I must admit, between the date of making the appointment and the date of the test itself I must have done 100 breast self examinations searching for what I don’t know, all this time thinking about how my mother died and all those mastectomies I’ve seen and assisted with. The battle field is really in the mind.
Just before the ultrasound date I decided that all this worrying was wearing me out and it wasn’t easing the pain anyway so I might as well stop it. And I did. In the bathroom that same night when I lathered my body, I focused on my breasts, rubbing it and going in the same directions as I would during the self examination and after all I was in a Massage Therapy class. I didn’t know anything about MLD but my intention was to get some relief. Its like you always say, we are intuitive healers, and my God I didn’t even realize that I was doing something positive until a few days before the ultrasound. The pain was gone and I went about doing my normal activities and had the test done. The report came back and there was nothing there. Whoopee!!! Didn’t even bother to do the mammogram, I thought the radiation to do it was a risk factor in itself.

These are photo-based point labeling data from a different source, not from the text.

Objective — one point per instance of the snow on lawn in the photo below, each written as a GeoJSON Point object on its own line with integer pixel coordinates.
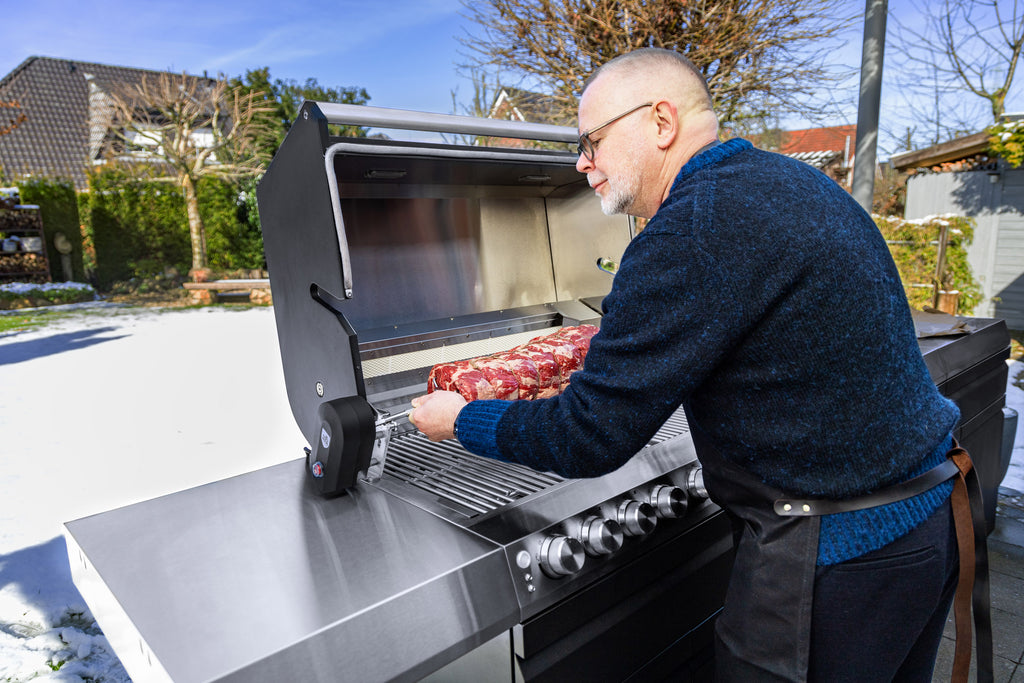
{"type": "Point", "coordinates": [1015, 399]}
{"type": "Point", "coordinates": [105, 408]}
{"type": "Point", "coordinates": [111, 407]}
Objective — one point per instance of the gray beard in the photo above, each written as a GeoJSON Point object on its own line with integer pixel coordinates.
{"type": "Point", "coordinates": [623, 191]}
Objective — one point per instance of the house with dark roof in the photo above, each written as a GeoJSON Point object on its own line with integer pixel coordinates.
{"type": "Point", "coordinates": [67, 110]}
{"type": "Point", "coordinates": [960, 176]}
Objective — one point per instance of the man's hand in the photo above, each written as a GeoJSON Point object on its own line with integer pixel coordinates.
{"type": "Point", "coordinates": [435, 414]}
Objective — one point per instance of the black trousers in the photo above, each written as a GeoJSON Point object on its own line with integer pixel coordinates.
{"type": "Point", "coordinates": [880, 616]}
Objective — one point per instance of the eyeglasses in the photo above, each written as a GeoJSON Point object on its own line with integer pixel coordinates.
{"type": "Point", "coordinates": [586, 145]}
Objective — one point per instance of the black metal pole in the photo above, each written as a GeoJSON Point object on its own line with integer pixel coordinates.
{"type": "Point", "coordinates": [870, 98]}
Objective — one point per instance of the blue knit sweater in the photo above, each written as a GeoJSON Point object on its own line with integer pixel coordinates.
{"type": "Point", "coordinates": [763, 299]}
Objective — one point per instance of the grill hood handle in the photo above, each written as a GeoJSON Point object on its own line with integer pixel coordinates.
{"type": "Point", "coordinates": [379, 117]}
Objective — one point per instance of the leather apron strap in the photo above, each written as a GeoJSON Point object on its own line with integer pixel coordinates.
{"type": "Point", "coordinates": [969, 518]}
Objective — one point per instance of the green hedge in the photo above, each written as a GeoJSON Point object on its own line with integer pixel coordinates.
{"type": "Point", "coordinates": [58, 207]}
{"type": "Point", "coordinates": [138, 227]}
{"type": "Point", "coordinates": [913, 245]}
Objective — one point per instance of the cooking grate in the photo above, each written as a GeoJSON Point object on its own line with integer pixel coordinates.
{"type": "Point", "coordinates": [446, 470]}
{"type": "Point", "coordinates": [472, 484]}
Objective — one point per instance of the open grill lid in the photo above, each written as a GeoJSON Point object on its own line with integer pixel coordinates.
{"type": "Point", "coordinates": [364, 236]}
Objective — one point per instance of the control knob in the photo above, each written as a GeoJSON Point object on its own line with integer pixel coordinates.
{"type": "Point", "coordinates": [637, 518]}
{"type": "Point", "coordinates": [600, 537]}
{"type": "Point", "coordinates": [560, 556]}
{"type": "Point", "coordinates": [694, 483]}
{"type": "Point", "coordinates": [668, 501]}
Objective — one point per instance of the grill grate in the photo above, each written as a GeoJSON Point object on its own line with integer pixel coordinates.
{"type": "Point", "coordinates": [446, 470]}
{"type": "Point", "coordinates": [474, 484]}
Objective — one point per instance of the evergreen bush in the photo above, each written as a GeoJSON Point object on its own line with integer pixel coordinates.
{"type": "Point", "coordinates": [914, 247]}
{"type": "Point", "coordinates": [58, 206]}
{"type": "Point", "coordinates": [136, 226]}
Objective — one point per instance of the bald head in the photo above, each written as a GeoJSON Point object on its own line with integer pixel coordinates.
{"type": "Point", "coordinates": [652, 73]}
{"type": "Point", "coordinates": [648, 112]}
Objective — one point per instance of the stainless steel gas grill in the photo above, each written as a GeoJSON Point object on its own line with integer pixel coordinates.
{"type": "Point", "coordinates": [382, 555]}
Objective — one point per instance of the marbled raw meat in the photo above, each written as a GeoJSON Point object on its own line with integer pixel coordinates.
{"type": "Point", "coordinates": [525, 373]}
{"type": "Point", "coordinates": [569, 357]}
{"type": "Point", "coordinates": [579, 335]}
{"type": "Point", "coordinates": [462, 377]}
{"type": "Point", "coordinates": [498, 373]}
{"type": "Point", "coordinates": [548, 375]}
{"type": "Point", "coordinates": [539, 369]}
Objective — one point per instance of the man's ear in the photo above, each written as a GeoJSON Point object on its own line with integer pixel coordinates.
{"type": "Point", "coordinates": [667, 120]}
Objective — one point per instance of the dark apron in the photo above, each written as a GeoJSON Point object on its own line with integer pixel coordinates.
{"type": "Point", "coordinates": [764, 631]}
{"type": "Point", "coordinates": [762, 600]}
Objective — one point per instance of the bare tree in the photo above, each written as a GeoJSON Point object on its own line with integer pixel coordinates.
{"type": "Point", "coordinates": [954, 62]}
{"type": "Point", "coordinates": [761, 57]}
{"type": "Point", "coordinates": [194, 127]}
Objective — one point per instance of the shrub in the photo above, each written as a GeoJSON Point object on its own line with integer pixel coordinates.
{"type": "Point", "coordinates": [26, 295]}
{"type": "Point", "coordinates": [137, 227]}
{"type": "Point", "coordinates": [1007, 140]}
{"type": "Point", "coordinates": [58, 206]}
{"type": "Point", "coordinates": [914, 247]}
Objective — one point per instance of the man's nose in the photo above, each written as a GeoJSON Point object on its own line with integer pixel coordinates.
{"type": "Point", "coordinates": [584, 165]}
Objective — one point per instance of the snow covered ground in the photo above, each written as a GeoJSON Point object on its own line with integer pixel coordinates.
{"type": "Point", "coordinates": [111, 407]}
{"type": "Point", "coordinates": [104, 409]}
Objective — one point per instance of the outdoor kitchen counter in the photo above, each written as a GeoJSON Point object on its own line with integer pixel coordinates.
{"type": "Point", "coordinates": [255, 578]}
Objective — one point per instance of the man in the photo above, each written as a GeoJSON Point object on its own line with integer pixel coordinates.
{"type": "Point", "coordinates": [764, 300]}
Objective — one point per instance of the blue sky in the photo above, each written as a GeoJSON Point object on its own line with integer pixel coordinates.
{"type": "Point", "coordinates": [402, 51]}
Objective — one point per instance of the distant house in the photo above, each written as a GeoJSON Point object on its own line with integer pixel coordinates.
{"type": "Point", "coordinates": [960, 177]}
{"type": "Point", "coordinates": [515, 104]}
{"type": "Point", "coordinates": [830, 150]}
{"type": "Point", "coordinates": [67, 112]}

That’s my story about breasts, my breasts, and I’ve realized that I need to shed and regroup on a timely basis so that I can see clearly for my own well-being and that of others. Most times when surgeons get into difficulties my first response is to call on Jesus and sometimes I find myself wanting to scrub in for the tougher cases so that I can be at the patient’s side, which I deem a strategic place. It’s demanding work but I love doing it. Massage is helping me to see what really matters in life. THANKS RINALDA RIGHT ON TIME!!!!